We need to accommodate the following requirements:
- - Private messages between two accounts, without revealing content nor recipient
- - Private groups where members can be added and removed, and where messages are encrypted to all members, without revealing content nor group members
- - Outsiders should be able to replicate encrypted messages, if they want to altruistically help the improve gossip availability
For private messages, we would use the same "private-box" design as SSB uses, but with an increased capacity for more recipients. This led to a discussion on the performance downside of supporting more recipients. In the end, we ended up scraping that plan because envelope-spec (the new SSB design for private messaging that never went into the main net) already neatly supports that use case, with a maximum of 16 recipients.
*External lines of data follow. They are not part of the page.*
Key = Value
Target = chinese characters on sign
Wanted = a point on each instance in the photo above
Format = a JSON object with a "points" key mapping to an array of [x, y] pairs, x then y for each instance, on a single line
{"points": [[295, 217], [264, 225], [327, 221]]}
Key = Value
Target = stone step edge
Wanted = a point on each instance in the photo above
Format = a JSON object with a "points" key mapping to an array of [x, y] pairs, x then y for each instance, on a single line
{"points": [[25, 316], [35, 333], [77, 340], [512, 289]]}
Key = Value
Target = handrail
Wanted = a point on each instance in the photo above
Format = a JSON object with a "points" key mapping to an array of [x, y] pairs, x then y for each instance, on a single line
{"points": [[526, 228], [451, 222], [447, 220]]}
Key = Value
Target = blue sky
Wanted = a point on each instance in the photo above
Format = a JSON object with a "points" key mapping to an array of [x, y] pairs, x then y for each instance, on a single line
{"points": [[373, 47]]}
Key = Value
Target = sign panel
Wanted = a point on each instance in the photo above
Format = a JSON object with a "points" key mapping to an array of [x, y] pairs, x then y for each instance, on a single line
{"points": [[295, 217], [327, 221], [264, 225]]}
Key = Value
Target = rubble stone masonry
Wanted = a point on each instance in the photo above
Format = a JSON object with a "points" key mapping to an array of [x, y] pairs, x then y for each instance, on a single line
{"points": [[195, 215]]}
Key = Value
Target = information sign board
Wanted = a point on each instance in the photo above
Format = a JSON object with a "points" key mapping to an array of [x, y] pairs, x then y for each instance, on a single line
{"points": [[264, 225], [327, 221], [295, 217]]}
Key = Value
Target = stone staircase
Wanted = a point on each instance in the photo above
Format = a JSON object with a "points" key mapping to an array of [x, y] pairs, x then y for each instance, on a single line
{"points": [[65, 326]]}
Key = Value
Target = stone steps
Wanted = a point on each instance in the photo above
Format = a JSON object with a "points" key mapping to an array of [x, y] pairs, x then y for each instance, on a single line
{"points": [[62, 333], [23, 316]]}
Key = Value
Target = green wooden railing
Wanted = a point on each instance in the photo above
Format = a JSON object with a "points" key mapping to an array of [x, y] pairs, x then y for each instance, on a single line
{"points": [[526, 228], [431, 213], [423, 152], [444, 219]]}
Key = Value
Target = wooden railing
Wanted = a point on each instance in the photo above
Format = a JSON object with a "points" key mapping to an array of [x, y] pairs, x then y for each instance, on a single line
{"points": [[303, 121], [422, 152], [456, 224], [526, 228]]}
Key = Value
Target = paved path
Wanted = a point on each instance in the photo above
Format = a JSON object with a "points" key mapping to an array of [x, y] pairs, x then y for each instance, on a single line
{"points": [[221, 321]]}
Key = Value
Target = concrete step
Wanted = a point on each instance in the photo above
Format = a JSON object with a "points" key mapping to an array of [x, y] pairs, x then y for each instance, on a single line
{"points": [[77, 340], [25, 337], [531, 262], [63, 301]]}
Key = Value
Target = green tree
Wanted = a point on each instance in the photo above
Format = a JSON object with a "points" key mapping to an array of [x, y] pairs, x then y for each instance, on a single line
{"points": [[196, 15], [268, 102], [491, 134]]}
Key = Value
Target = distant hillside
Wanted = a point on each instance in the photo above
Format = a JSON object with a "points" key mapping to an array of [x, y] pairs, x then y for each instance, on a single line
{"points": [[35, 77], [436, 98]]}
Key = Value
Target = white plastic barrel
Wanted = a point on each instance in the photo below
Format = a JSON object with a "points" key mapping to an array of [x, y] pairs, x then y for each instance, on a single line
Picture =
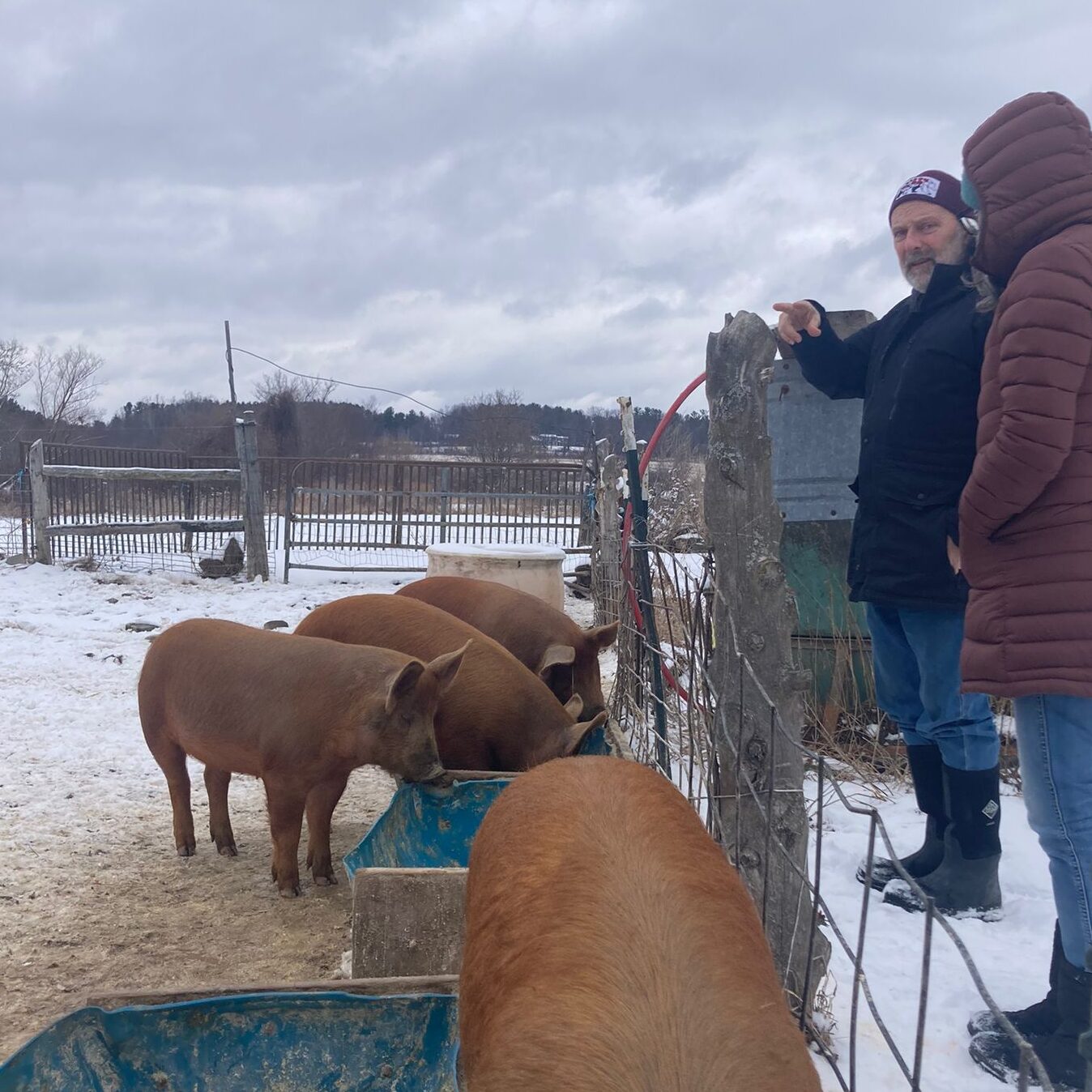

Since our requirements include private groups – including member exclusion which is a milestone in our NGI Assure grant project – I included Mix Irving in the discussion, to check whether PPPPP accounts, tangles, and feeds would could accommodate private groups. The image below is a screenshot of a whiteboard session we had together.
The toughest requirement was making sure that group members are not publicly revealing themselves and their association with the group whenever they publish in the group. The solution in the end was to embed an encrypted message inside a public message. The outer message signed by the opaque "group account" and the inner message signed by the group member. You can read the whole description in this GitHub issue.
This was all done on paper without much code to show, because we can't use envelope-spec directly since it has some SSB-specific assumptions. But the plan is to implement a tweaked variant of envelope-spec (like how I tweaked secret-handshake).
Next steps? Delve into garbage collection, replication management, and then start implementing the full protocol in code. I'm excited to see how this will turn out!